She had asked about the chain, so perhaps that would be a good place to start. Or better to start at the beginning, with the story of who he once was and how he had become this monstrous, tortured shadow of himself? However the story was to be told, it would require great care if he were to enlist her help.

But more than anything, he hoped. He knew it was dangerous to do so. There were so many ways in which his plan might fail. To raise his hopes after having given up on them so long ago . . . But
he could not stop thinking of it. The long scar on his belly seemed to burn as his pulse quickened with excitement:

If the beast can bleed, then it can die. And so can I
.

TWENTY-TWO

Together they shared the labors of lunch, Indra skinning and cleaning the rabbit that Venator dropped at her feet after a short hunt, and Wulfric roasting it over the fire he had made. They ate in silence, Indra waiting patiently for Wulfric to tell her about the chain. But as the meal went on, he appeared no closer to doing so. He seemed to be lost in thought, much as he had been the night before, and he gazed absently into the fire as he ate. Indra was hesitant to press him; she had seen enough to deduce that the chain held a special, private significance for him. But she would not leave his fireside again without an answer to this riddle.

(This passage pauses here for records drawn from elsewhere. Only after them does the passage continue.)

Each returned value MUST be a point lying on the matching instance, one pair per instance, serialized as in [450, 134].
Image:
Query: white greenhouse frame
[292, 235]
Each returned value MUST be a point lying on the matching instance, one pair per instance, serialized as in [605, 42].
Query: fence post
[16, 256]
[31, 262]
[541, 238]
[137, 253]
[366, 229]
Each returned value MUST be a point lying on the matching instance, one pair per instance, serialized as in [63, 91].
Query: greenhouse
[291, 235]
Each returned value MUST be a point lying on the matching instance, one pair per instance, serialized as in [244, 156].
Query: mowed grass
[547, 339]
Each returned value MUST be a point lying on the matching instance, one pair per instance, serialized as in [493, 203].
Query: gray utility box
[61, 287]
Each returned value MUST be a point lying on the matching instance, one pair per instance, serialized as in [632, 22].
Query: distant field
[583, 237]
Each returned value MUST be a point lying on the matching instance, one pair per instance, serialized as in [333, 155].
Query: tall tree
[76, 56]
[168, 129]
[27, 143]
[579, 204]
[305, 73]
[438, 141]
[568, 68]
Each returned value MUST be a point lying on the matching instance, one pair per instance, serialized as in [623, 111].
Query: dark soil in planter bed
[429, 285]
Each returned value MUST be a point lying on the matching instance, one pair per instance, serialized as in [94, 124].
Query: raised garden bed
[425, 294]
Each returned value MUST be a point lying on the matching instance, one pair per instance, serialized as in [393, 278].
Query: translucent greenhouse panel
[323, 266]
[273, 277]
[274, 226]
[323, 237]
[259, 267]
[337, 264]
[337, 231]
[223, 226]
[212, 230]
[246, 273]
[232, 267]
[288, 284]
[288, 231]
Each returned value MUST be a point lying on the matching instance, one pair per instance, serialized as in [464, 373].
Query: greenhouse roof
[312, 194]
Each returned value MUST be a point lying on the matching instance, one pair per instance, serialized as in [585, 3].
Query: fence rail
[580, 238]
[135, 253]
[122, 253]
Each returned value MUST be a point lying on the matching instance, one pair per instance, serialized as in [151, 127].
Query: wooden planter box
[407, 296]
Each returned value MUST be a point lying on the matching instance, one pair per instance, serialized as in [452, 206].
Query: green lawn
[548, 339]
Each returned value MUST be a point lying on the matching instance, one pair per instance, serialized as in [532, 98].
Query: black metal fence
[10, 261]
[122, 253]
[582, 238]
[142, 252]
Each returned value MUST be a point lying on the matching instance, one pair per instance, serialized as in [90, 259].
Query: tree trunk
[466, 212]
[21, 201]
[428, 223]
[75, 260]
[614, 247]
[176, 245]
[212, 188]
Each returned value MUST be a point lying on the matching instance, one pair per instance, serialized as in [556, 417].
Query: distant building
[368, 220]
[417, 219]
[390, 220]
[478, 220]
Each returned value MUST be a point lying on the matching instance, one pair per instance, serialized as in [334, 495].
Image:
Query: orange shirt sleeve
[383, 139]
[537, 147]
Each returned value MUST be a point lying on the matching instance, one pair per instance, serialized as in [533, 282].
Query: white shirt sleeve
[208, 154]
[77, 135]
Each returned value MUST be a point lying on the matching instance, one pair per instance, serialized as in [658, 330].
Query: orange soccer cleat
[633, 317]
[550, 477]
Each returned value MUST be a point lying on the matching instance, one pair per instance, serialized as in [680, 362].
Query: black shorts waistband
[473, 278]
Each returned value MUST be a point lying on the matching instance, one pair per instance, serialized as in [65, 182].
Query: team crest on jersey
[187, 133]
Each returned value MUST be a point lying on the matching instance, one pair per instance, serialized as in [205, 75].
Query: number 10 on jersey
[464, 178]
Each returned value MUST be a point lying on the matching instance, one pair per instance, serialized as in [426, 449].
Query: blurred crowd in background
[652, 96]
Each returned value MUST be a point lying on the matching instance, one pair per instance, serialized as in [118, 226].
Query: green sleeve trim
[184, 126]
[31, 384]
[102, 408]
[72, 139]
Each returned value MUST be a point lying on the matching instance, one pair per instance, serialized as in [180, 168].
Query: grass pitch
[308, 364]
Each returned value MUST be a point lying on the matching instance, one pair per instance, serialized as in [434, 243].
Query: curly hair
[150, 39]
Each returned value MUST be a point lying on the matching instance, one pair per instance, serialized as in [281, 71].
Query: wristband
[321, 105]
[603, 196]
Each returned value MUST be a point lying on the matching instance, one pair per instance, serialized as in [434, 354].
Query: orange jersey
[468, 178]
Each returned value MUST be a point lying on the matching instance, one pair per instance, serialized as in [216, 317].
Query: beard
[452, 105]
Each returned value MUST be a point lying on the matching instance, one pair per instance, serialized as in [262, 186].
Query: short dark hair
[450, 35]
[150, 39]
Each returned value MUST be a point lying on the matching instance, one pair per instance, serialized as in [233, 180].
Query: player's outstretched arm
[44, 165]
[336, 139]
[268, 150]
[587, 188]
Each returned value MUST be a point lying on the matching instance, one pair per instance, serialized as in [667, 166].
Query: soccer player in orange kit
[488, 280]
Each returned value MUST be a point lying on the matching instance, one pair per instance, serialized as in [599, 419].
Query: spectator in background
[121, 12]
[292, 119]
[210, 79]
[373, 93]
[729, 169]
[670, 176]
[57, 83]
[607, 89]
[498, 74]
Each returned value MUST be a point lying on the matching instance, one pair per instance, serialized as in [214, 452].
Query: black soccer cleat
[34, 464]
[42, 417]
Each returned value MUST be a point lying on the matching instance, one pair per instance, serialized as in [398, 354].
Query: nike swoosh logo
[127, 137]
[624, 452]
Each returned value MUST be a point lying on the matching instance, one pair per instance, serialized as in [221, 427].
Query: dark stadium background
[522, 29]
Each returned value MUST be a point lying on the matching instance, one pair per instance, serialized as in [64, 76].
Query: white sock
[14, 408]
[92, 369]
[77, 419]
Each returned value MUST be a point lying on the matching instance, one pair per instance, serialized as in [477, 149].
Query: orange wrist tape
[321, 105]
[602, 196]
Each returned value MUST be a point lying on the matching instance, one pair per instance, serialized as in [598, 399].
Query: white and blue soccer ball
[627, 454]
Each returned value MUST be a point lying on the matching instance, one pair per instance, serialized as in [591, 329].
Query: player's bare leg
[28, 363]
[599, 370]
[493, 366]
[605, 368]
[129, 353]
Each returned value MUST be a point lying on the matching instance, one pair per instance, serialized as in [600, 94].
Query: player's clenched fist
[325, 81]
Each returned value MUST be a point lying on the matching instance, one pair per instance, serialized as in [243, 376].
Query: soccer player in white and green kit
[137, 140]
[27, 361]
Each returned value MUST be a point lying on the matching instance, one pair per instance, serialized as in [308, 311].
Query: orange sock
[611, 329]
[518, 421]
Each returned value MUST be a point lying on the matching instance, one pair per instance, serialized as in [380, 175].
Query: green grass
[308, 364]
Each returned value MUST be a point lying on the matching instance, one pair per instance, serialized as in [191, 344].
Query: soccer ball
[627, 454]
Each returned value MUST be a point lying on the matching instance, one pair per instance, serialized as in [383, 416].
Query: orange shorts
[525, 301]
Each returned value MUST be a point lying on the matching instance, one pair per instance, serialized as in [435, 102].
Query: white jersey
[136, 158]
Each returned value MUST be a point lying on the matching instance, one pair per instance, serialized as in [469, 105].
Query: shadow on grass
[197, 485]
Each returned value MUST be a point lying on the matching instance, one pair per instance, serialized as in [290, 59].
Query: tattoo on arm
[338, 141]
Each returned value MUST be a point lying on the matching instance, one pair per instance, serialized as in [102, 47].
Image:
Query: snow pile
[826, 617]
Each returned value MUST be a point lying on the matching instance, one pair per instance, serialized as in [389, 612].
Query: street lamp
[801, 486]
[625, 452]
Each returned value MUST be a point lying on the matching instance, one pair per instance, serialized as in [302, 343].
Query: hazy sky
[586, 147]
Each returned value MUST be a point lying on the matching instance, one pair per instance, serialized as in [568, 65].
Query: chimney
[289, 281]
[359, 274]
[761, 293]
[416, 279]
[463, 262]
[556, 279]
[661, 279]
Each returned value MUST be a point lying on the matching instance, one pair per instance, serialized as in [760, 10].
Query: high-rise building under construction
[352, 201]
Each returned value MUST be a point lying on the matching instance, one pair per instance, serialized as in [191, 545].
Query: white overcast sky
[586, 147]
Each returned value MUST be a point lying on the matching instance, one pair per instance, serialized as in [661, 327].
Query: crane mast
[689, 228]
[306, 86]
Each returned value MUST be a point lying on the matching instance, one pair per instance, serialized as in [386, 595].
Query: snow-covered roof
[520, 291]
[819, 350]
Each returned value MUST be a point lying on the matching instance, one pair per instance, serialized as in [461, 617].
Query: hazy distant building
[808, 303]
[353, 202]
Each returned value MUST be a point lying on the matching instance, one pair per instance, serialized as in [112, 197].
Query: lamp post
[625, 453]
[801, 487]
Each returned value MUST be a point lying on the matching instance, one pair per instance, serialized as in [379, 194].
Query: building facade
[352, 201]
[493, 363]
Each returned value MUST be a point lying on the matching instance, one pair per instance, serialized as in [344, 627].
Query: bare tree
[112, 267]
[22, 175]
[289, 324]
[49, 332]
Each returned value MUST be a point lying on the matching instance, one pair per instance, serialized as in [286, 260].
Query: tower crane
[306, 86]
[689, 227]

“It just occurred to me,” she said casually as she licked warm grease from her fingers, “you never told me your name.”

Wulfric glanced up from the fire to see Indra looking at him expectantly. It was an innocuous-enough question, after all. Still, he found himself unable to summon the word to his lips. It had been fifteen years since last he had uttered it, in part because he no longer thought of himself as that person. He was something else now, something not worthy of the name his mother and father had given him. To even think it now reminded him of all that he had lost, all that the beast within him had destroyed. Would saying it aloud make him feel the pain of those memories all the more keenly?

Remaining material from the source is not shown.